Entscheidungsstichwort (Thema)

Wahlberechtigung und Wählbarkeit der aufgrund eines Dienstleistungsüberlassungsvertrages eingesetzten Landesangestellten in einer in eine Aktiengesellschaft umgewandelten Anstalt des öffentlichen Rechts

 

Leitsatz (amtlich)

Angestellte einer landeseigenen Anstalt öffentlichen Rechts, die durch Gesetz in eine Aktiengesellschaft umgewandelt und danach mit anderen Gesellschaften zu einer neuen Aktiengesellschaft verschmolzen worden ist, sind bei der Wahl des Betriebsrats des entstandenen Unternehmens nicht wahlberechtigt und nicht wählbar, wenn sie in einem Anstellungsverhältnis zum Land verbleiben und bei dem entstandenen Unternehmen die Aufgaben der bisherigen Anstalt in Form der Überlassung von Dienstleistungsergebnissen wahrnehmen.

 

Normenkette

BetrVG § 5 Abs. 1-2, §§ 7-8; AÜG § 1 Abs. 2, §§ 10, 13; BGB § 613a; GebVNeuOG BW Art. 1 § 3 Abs. 2

 

Verfahrensgang

ArbG Stuttgart (Beschluss vom 01.03.1999; Aktenzeichen 11 BV 56/98)

 

Tenor

1. Die Beschwerde des Beteiligten Ziffer 2 gegen denBeschluss des Arbeitsgerichts Stuttgart vom 31.03.1999 – 11 BV 56/98 – wird zurückgewiesen.

2. Die Rechtsbeschwerde zum Bundesarbeitsgericht wird zugelassen.

 

Tatbestand

Sachverhalt

Die Beteiligten streiten in zweiter Instanz noch um die Anfechtbarkeit der bei der Antragstellerin/Arbeitgeberin am 02. März 1998 durchgeführten Betriebsratswahl vor dem Hintergrund, dass 194 Arbeitnehmer des Landes Baden-Württemberg zusammen mit 293 Arbeitnehmern der Antragstellerin einen gemeinsamen Betriebsrat gewählt haben.
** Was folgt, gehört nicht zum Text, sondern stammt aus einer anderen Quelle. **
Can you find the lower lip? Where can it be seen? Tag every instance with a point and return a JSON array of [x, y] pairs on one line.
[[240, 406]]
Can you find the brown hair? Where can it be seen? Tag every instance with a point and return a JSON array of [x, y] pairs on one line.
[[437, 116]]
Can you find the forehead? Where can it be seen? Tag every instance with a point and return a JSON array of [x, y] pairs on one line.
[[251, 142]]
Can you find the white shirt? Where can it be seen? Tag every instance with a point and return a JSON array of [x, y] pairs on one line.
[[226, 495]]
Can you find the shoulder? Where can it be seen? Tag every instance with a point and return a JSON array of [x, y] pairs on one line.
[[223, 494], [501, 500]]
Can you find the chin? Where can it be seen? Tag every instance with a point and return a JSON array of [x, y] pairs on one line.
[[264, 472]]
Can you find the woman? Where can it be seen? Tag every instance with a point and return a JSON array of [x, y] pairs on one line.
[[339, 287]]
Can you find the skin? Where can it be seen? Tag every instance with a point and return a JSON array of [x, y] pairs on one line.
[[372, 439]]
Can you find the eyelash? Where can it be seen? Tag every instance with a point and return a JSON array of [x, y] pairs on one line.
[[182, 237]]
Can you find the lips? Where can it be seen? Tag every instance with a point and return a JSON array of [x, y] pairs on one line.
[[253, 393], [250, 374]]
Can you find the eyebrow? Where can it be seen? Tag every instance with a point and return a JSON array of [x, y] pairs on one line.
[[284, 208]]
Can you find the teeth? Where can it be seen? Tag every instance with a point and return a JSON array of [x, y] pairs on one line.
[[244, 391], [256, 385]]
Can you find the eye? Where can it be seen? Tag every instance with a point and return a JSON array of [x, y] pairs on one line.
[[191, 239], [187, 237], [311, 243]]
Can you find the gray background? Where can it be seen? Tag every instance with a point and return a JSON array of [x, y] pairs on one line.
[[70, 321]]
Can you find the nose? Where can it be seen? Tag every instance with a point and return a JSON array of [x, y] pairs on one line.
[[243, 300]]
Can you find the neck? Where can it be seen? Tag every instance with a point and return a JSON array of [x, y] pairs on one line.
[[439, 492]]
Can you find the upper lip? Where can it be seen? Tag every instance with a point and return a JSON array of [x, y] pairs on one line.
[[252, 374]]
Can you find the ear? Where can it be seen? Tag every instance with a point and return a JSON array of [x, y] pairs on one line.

Die Antragstellerin (im Folgenden: Arbeitgeberin) ist ein Versicherungsunternehmen, welches durch Umwandlung und Verschmelzung aus den früheren Anstalten des öffentlichen Rechts, der … mit Sitz in … und der … mit Sitz in …, entstanden ist. Das Land Baden-Württemberg hat die Anstalten entsprechend der 3. EG-Schadensversicherungsrichtlinie vom 18. Juni 1992 in die … und in die … umgewandelt und anschließend beide Aktiengesellschaften in die … verschmolzen. Die Aktiengesellschaften nehmen nach der Umwandlung die bisher den Anstalten obliegenden Aufgaben als beliehene Unternehmer weiter wahr, Art. 1 § 3 Abs. 2 des Baden-Württembergischen Gesetzes zur Neuordnung der Gebäudeversicherung vom 28. Juni 1993 (GBl. S. 505). In diesem Gesetz ist weiter bestimmt, dass die Beamten und Arbeitnehmer bei den Anstalten ab dem Tag der Eintragung der Aktiengesellschaften in das Handelsregister Beamte und Arbeitnehmer des Landes beim … werden. Sie nehmen weiterhin Aufgaben der … in Form der Überlassung von Dienstleistungsergebnissen an die Aktiengesellschaft wahr, soweit sie nicht aus dem Beamtenverhältnis oder dem Arbeitsverhältnis mit dem Land ausscheiden, beurlaubt oder im Einzelfall vom Land anderweitig verwendet werden. Art. 1 § 3 Abs. 3 des Gesetzes.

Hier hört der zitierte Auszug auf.